Currently, for retail FDs (deposits of up to Rs 1 crore), interest rates differ based on the tenor or period of maturity. But once the callability feature is introduced, banks will be allowed to offer differential rates even on the basis of callability, RBI said.

"...All deposits accepted from individuals and Hindu undivided family (HUF) up to Rs 1 crore are callable, i.e., have the facility of premature withdrawal. This results in asset-liability management issues, especially under the Liquidity Coverage Ratio (LCR) requirement under the Basel-III framework. It is, therefore, proposed to allow non-callable deposits. Callability in a deposit will then be a distinguishing feature for offering differential rates on interest on deposits," RBI said.
 

According to the head of retail of a public sector bank, based on RBI's statement, going ahead there could be a type of deposit, where premature withdrawal will not be allowed. And as compensation for this banks may offer a higher interest rate.

For most banks, the penalty for premature withdrawal of deposits is 0.5 to 1 per cent below the contracted rate or the rate applicable for the period the deposit has remained with the bank.

According to Suresh Sadagopan, founder of Ladder7 Financial Advisories, doing away with the premature withdrawal facility will bring bank FDs in direct competition with company deposits which offer rates, but also charge higher penalties for premature withdrawal.
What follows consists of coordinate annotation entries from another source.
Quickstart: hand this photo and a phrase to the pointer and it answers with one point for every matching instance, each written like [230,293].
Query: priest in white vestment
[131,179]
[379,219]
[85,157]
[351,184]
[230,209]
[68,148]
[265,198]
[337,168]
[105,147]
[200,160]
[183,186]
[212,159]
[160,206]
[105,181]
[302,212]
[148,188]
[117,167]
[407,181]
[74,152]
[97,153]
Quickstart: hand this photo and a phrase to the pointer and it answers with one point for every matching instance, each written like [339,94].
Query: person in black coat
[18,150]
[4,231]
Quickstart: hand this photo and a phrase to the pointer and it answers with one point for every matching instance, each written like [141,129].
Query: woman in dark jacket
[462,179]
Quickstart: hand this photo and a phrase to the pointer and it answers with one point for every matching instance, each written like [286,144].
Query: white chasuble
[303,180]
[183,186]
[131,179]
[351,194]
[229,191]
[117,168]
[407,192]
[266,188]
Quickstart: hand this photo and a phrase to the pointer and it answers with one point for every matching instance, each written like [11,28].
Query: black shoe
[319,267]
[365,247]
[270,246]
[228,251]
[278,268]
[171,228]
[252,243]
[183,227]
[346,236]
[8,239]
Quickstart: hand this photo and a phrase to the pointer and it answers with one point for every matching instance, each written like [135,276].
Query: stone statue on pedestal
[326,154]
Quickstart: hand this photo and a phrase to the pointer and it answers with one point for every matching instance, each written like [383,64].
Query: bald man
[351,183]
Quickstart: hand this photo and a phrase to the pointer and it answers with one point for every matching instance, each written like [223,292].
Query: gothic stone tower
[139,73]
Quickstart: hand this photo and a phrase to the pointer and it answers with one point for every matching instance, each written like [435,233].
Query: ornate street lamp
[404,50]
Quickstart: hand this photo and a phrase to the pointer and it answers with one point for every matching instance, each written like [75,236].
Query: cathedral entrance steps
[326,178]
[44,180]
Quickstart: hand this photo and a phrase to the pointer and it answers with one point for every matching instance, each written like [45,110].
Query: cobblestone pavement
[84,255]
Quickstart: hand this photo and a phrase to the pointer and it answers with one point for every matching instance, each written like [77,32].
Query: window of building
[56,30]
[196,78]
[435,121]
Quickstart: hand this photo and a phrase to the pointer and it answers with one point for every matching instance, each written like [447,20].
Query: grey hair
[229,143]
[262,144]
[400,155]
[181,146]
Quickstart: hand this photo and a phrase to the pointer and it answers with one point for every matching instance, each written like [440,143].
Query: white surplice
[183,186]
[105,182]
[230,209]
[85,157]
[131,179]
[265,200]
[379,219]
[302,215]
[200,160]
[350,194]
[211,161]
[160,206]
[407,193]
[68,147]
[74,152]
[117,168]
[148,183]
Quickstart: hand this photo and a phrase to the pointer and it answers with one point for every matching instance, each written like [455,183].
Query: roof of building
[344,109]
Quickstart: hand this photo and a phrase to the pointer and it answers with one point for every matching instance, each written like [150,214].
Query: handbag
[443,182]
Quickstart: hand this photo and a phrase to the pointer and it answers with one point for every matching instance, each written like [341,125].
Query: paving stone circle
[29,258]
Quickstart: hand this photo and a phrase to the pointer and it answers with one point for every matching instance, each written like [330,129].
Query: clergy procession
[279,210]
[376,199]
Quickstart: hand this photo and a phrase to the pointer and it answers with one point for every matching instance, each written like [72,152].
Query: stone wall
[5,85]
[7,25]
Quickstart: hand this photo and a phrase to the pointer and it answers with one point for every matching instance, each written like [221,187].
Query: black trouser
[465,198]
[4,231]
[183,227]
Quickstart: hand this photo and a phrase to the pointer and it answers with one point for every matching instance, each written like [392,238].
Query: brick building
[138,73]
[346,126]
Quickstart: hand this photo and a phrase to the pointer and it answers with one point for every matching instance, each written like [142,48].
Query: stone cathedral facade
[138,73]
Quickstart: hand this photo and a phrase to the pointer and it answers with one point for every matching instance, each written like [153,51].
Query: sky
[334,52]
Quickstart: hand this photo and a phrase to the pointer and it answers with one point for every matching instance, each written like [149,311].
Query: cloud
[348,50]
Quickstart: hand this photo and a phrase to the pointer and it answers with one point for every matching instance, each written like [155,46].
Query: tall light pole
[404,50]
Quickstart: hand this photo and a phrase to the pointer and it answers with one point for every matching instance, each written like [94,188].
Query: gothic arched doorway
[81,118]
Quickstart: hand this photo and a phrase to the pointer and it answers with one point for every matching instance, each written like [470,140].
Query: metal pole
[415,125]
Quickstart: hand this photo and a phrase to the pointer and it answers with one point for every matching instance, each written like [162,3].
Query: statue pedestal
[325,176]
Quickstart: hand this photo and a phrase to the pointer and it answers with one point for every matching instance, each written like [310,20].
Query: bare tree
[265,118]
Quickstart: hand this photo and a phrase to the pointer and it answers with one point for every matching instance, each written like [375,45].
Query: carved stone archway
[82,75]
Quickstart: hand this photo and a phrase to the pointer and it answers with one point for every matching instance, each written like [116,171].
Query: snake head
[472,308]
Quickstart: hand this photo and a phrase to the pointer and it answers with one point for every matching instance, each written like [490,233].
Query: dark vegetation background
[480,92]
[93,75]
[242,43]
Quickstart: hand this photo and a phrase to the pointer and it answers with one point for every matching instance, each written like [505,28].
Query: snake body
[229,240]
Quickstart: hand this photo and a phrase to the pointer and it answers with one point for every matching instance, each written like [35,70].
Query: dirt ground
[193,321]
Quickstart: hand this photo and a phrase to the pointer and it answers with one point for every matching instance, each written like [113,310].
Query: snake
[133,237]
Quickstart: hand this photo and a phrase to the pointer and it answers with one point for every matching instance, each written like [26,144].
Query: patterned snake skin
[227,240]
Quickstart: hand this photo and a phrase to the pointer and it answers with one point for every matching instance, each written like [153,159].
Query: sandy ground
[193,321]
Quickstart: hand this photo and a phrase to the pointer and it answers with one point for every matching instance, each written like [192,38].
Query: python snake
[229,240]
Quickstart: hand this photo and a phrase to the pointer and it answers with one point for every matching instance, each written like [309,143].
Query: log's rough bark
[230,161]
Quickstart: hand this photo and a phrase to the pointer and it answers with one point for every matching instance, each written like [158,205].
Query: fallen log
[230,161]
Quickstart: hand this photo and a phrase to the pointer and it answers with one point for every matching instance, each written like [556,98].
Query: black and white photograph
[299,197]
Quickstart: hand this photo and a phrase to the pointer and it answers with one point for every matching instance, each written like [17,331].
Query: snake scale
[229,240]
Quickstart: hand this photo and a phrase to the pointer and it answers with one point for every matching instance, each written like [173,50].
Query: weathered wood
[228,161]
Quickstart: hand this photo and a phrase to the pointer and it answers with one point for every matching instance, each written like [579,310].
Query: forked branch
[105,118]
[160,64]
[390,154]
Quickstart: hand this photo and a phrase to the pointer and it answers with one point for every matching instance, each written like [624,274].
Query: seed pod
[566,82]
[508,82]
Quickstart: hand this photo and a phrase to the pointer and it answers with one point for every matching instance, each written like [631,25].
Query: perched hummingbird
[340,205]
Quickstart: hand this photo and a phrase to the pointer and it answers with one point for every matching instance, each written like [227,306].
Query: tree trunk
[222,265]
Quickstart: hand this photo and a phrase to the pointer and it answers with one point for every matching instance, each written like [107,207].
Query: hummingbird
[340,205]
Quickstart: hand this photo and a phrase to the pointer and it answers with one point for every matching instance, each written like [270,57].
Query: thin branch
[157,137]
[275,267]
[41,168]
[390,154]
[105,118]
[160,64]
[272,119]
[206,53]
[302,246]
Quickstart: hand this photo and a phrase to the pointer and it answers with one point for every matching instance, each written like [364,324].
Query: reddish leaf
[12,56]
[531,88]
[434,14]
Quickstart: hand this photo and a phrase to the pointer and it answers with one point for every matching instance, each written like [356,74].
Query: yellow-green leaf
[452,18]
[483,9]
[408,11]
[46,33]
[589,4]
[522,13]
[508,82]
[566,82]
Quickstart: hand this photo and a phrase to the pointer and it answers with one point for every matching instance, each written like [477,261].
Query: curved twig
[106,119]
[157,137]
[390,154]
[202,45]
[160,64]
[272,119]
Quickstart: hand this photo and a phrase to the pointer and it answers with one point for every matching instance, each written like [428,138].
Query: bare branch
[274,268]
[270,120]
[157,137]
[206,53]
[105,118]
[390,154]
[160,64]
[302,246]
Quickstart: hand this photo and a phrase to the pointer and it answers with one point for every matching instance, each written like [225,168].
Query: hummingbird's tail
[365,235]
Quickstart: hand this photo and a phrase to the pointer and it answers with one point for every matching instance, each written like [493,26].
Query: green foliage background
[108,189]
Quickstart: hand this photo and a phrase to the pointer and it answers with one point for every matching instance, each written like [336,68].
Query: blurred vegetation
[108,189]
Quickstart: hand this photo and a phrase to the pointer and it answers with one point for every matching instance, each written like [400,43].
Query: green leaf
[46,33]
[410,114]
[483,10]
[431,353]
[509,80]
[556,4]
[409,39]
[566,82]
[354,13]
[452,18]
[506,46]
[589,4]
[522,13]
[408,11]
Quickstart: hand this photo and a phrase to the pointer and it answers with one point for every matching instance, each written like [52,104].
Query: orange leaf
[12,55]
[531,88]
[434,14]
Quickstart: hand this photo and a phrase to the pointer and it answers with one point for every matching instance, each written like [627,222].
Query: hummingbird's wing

In another move, which could bring some cheer to investors looking to invest overseas, RBI increased the limit under the Liberalised Remittance Scheme from the existing $125,000 to $250,000 per person per year. This means, one can now remit more money overseas.

Under the LRS, resident Indians can invest in equity shares, units of mutual funds, venture funds, debt instruments, unrated debt securities, promissory notes, and real estate. Residents can also maintain foreign currency accounts with banks outside India for carrying out transactions under the scheme. People also send money overseas for children's education and medical treatment.